A Life Around Drugs

Hi my name is Ashlynn I'm 18.I have lived a life around drugs ever since I was four.My parents got divorced when I was five.The reason being was my father was using drugs and had been extremely violent with my mother, so you can understand why I wasn't really upset about this.When I was seven my mother met a man five years later become my step dad whom I love dearly.He had two children of his own.Both on drugs and both that have offered them to me in the past.When I was eleven my sister whom is 20 years older than me got a divorce from her husband of nine years the reason being because of drugs.When I was fifthteen I learn't that my older brother was on hard drugs also and had been for almost 2 years before anyone knew.I'm currently dealing with the man I love battling to stay clean in the horrible town that we live in.I just want everyone out there that have family members on drugs that they are not alone its hard to deal with but when you are at the end of your rope just remeber you are alsome first of all because GOD doesn't make anything bad and second because your not on drugs and you'rthe only hope the drug users have.If you're reading this and you're a drug user remeber your sister,daughter,son,mother,father,aunts,uncles,granparents,brother,wife,husband.or friends that your hurting and slowly killing.Also remeber how God is looking down on his creation.Sincerely a hurting sister,daughter,girlfriend,stepsister,and friend.
Hi Ashlynn,

Im sorry you have had such a bad time in your life and reading your post I feel your hurt. I must stress that you are totally free to express what you want in this forum and no-one will judge you, as you should not judge others.

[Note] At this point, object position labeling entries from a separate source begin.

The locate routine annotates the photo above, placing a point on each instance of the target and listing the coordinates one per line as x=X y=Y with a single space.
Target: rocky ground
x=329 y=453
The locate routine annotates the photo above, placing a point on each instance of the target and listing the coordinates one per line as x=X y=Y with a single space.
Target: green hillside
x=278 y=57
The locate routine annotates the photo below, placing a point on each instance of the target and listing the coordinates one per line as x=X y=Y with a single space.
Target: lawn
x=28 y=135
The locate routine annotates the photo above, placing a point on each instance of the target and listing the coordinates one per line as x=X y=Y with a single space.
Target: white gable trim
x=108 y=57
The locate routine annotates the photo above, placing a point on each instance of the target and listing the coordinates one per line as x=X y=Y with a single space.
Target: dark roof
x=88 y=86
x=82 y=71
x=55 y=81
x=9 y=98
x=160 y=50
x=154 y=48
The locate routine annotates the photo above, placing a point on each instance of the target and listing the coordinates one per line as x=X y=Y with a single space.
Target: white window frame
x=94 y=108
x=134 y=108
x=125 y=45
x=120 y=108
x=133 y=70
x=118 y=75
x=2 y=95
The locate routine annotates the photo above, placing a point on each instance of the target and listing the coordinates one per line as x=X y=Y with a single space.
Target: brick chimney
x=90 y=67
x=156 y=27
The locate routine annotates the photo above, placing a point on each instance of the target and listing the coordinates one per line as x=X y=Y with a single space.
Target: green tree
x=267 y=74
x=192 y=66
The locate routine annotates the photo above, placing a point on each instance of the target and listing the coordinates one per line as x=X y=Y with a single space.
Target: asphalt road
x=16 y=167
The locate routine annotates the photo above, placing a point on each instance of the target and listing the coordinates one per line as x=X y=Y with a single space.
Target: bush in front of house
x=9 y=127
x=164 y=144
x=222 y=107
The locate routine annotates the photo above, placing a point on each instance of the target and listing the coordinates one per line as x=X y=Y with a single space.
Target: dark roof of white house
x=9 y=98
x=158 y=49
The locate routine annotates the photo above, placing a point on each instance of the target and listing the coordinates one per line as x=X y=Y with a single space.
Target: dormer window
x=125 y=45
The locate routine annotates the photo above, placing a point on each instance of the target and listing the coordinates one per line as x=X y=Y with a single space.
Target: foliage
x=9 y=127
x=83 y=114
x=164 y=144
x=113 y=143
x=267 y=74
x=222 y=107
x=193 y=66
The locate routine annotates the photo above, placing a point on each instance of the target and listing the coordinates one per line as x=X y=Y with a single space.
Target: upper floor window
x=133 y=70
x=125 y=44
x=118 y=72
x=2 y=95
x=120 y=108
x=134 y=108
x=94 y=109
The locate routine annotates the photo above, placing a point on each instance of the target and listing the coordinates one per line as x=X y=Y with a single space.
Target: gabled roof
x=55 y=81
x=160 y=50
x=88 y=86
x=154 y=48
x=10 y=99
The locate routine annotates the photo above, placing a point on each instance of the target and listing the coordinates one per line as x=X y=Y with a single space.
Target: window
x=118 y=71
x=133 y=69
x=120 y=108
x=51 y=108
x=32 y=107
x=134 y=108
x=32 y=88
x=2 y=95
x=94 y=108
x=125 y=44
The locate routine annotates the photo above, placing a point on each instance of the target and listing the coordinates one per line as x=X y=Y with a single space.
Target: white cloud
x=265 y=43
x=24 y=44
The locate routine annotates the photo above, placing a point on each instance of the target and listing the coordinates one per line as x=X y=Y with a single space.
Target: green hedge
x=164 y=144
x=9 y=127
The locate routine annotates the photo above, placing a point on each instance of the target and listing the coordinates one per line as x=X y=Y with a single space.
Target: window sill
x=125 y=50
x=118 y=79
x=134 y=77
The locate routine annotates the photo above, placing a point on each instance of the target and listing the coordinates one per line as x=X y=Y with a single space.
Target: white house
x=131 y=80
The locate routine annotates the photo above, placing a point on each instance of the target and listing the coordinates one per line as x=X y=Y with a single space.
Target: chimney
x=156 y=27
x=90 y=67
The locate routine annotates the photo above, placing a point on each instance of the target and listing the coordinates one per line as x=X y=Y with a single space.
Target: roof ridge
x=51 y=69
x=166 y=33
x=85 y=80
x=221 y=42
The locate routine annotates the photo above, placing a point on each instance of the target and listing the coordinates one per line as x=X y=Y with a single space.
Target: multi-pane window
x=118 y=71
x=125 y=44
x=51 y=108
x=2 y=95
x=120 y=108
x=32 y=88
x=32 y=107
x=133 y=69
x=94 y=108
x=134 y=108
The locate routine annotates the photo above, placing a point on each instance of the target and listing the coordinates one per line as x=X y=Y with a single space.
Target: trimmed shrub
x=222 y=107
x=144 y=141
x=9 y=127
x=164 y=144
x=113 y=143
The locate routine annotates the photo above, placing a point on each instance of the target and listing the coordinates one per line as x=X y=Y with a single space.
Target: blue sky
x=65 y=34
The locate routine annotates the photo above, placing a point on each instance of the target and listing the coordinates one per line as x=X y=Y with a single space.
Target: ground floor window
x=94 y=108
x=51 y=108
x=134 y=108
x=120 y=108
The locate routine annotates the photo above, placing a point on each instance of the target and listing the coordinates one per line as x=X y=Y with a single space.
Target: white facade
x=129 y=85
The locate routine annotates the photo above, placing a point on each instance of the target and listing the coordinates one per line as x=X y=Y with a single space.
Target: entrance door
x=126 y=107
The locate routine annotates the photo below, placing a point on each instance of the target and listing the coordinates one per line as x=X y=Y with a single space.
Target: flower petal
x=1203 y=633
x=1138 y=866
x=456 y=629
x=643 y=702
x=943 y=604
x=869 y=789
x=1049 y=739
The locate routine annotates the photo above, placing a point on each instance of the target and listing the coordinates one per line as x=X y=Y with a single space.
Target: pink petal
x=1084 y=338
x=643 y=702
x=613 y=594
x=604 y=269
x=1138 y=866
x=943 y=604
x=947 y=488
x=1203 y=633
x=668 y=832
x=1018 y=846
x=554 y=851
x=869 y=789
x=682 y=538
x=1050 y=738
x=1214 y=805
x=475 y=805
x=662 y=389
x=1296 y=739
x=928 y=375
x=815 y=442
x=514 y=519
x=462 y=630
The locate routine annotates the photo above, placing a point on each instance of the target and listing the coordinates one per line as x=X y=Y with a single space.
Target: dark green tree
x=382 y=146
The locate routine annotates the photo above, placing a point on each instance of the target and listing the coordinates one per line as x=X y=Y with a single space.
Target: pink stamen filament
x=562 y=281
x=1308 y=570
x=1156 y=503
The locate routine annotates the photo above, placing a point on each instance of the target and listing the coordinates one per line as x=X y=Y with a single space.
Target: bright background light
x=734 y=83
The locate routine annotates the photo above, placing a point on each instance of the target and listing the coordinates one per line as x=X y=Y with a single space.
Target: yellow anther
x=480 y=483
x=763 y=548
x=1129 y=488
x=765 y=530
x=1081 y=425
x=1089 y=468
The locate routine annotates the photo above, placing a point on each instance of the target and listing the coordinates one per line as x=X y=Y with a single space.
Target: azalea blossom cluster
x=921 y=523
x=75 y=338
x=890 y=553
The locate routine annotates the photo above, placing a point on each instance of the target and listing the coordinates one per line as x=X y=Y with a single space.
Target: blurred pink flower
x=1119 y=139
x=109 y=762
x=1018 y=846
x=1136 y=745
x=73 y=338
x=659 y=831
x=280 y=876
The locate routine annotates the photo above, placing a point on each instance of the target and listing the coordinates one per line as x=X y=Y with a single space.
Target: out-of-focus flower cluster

But I want to put my side:
Everyone who uses drugs chooses at some stage to use that drug. But very soon it stops being a choice. This is addiction. Eventually your whole life revolves around your drug. All your friends do it. It becomes normal. Your drug becomes your whole world. When you hit that stage nothing else matters.
People who post here, like myself, have taken one of the most difficult decisions of our lives. To replace our whole life. To take away our life. To take away our drug.
And in the depths of our despair we try to rebuild our lives with what non-addicts call 'normal life'. To venture into the unknown.
I knew deep down that I was hurting those around me but the depression that comes with withdrawal and the paranoia I felt was enough to make me use again before I took that final step into suicide.
As I said, I am in no way judging you or condeming your opinion, I just want to give you my insight.
I hope and assume deep down your family aren't trying to hurt you, I never wanted to hurt anyone, and from your post it seems the area your from drug use is 'normal' which makes it so hard to break away.
Since I made the decision to quit, I have lost all but one friend (a non-addict), and am finding the loneliness hard to deal with.
You should be SO proud you stayed away from drugs and if you can let the people you love know you will support and help them if they decide to quit, maybe you could change things.
I send you strength, compassion, wisdom, bravery and hope.